Не помню, шутил ли я сам. Но был восприимчив к смешному. Например, у нас на курсах военных переводчиков учился Борис Бродский (в будущем знаменитый искусствовед, профессор ГИТИСа), и был с ним напарник Гефтер из города Горький. Так вот этот Гефтер обладал таким чувством юмора, которое его и погубило. Дело в том, что по заданию начальства Бродский взялся рисовать огромный портрет Сталина. Для того чтобы «правильно разводить белила», он каждый день просил у начальства литр молока. А поскольку для портрета товарища Сталина не жалели ничего, то начальство не возражало. Это молоко ребята, само собой, выпивали… Все шло хорошо, пока не сломался деревянный подрамник, и Бродский заявил, что для его склейки необходим килограмм творога. Тут уже Гефтер не выдержал – просто схватился за живот и чуть не умер со смеху. Начальство насторожилось, провело расследование, и ребята загремели на гауптвахту. Там мы с ними и встретились.
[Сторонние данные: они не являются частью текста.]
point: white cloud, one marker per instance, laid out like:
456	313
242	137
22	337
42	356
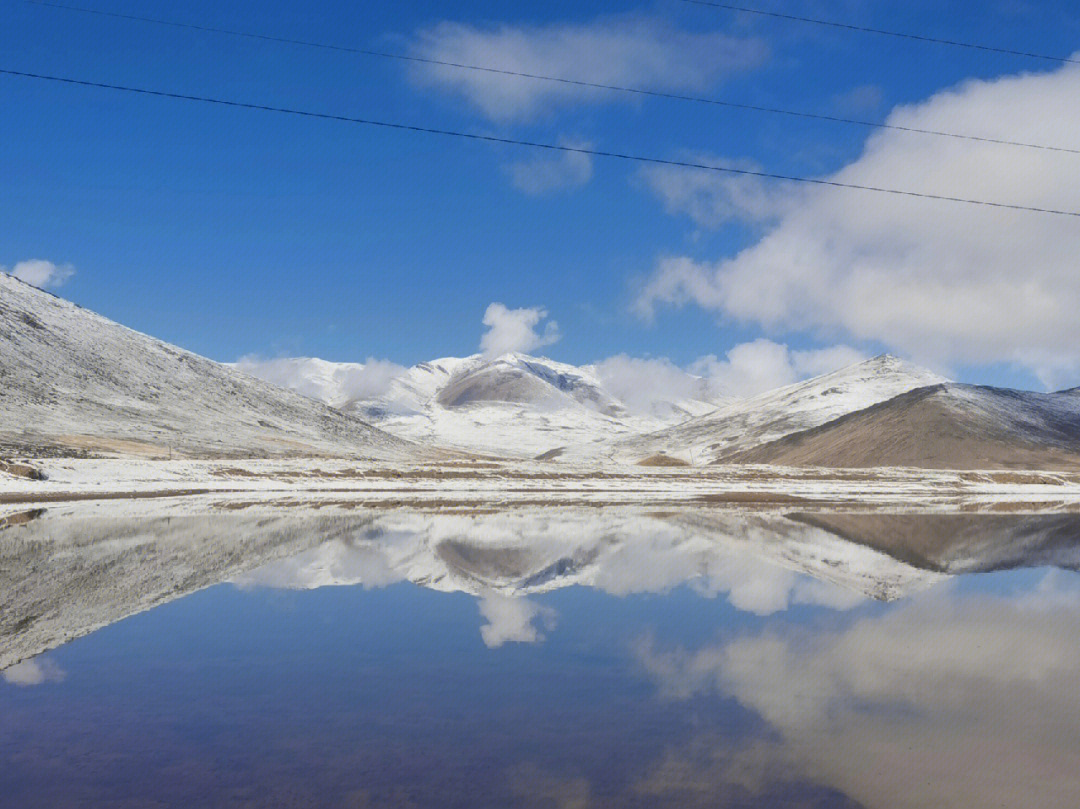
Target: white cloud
942	282
760	365
41	273
32	672
335	383
645	383
515	329
511	619
713	199
747	368
556	172
953	701
639	52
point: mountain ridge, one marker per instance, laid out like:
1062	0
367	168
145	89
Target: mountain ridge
73	382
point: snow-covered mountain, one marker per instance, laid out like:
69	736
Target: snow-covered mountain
511	405
942	427
767	417
73	382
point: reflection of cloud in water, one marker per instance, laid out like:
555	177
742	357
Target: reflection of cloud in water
32	673
512	619
955	700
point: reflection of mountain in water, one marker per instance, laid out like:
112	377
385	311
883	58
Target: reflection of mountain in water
64	576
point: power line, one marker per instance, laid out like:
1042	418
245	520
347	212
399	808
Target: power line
555	79
883	32
530	144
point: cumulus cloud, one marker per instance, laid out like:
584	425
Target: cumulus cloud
940	281
32	672
760	365
953	701
643	383
512	619
713	199
335	383
515	329
556	172
41	273
640	52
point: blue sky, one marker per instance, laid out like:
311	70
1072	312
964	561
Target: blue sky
234	232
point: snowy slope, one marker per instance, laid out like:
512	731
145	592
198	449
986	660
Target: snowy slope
769	416
512	405
72	382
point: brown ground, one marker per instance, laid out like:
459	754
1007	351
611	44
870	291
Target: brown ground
662	460
922	429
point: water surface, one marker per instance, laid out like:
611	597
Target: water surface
674	660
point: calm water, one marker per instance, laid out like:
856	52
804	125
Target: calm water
468	665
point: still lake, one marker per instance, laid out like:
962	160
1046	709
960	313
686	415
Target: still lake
525	663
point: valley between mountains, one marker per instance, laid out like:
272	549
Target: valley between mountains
92	409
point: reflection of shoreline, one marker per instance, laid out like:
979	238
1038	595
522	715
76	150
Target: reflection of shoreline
67	570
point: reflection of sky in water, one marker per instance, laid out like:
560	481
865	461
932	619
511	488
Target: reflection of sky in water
964	696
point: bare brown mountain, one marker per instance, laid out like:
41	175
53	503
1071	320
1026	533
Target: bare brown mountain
940	427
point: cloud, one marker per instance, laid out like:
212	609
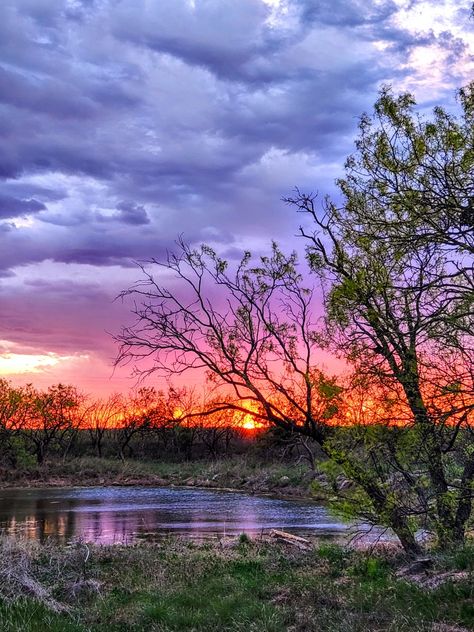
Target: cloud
14	207
125	123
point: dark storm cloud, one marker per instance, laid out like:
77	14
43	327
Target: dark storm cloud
124	123
14	207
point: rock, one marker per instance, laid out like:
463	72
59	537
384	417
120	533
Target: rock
421	565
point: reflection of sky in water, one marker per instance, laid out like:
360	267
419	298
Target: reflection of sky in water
123	514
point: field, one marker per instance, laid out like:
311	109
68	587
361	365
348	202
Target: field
237	472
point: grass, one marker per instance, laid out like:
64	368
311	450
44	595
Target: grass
239	584
238	472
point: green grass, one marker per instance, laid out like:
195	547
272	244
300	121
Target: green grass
237	472
235	585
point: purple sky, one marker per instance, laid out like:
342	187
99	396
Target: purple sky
126	122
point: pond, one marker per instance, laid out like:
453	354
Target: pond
110	515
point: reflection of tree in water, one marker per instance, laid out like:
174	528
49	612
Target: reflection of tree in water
53	523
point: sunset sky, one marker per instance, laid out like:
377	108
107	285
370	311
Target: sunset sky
127	122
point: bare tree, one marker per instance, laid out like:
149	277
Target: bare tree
257	349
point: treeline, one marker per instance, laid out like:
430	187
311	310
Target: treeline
393	259
63	423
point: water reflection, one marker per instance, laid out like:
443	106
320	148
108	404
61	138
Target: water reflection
113	514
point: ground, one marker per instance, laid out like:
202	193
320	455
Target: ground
236	585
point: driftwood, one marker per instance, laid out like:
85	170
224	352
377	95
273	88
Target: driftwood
289	538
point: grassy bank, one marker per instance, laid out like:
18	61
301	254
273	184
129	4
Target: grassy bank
238	472
232	585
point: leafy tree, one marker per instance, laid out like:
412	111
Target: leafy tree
395	258
53	419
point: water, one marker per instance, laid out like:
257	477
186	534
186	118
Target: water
126	514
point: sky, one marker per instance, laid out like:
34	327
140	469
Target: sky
126	123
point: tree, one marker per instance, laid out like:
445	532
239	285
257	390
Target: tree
52	419
100	417
13	416
255	341
395	261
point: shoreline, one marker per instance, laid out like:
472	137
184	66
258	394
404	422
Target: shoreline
206	475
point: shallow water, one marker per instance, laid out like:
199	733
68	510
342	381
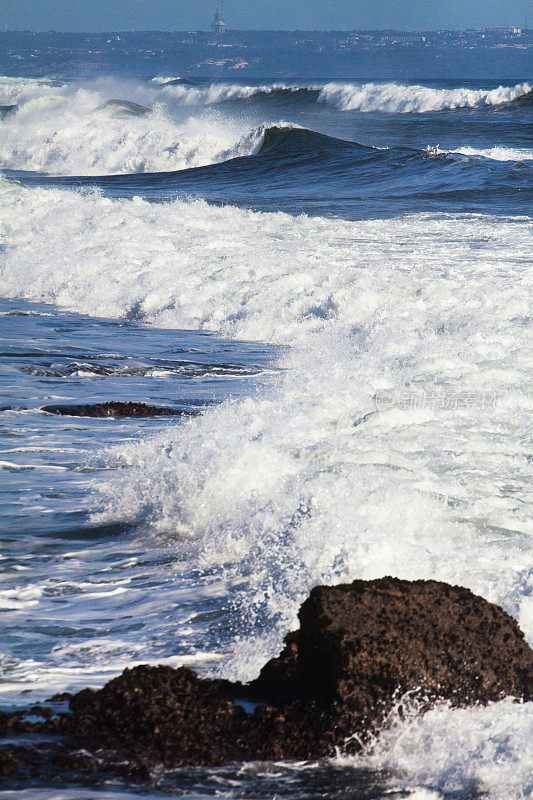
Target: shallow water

Я на гауптвахту тоже по неосторожности попал. Когда идет война, то мирные законы не действуют. И разбираться начальству некогда. Наша учебная рота жила в селе, а на учебу мы ходили в бывший санаторий. Четыре километра туда, четыре – обратно. Раз в неделю у роты был выходной, и мы оставались в селе. А дневальные должны были приносить обед из бывшего санатория. Делалось это так. Один человек в правой руке тащил мешок с хлебом, а левой держал тяжеленный бачок с кашей. Другой боец правой рукой держал бачок, а в левой нес ведро с супом. Получалось, что на компот рук уже не хватало. Поэтому была договоренность с ротой, что дневальные будут съедать компот на месте, все ведро на двоих. И вот однажды за этим процессом нас и застал политрук. Оправдываться не имело смысла. Что мы ему докажем? И мы покорно отправились на гауптвахту…
В День Победы 1945 года я был в сквере Большого театра. Наверное, это был единственный раз в жизни, когда я даже не ощущал, не чувствовал, а именно видел настоящее счастье. Счастье – это же нематериальная категория, его не потрогаешь руками. А в тот день этим самым счастьем были и слезы, и солнце, и блеск орденов, и лица людей, которые не уступали в своем сиянии блеску орденов. О войне у меня остались самые яркие воспоминания. В День Победы я всегда поднимаю рюмку. Для меня 9 Мая – мой второй день рождения.
Про свою форму одежды в тот день я точно не помню. Но, по-моему, я надел костюм, который мне купил отец. Кстати, когда я в 1944-м после тяжелого ранения и госпиталей вернулся в Москву, то на моей офицерской сберкнижке оказалось 14 тысяч рублей. Весь мой фронтовой заработок, «боевые». Мне тогда казалось, что я чрезвычайно богат. А потом я узнал, что костюм, купленный отцом, стоит 8 тысяч.
Я рассказал вам историю той части моей жизни, которая очень дорога мне. Война – это всегда впечатляющая вещь.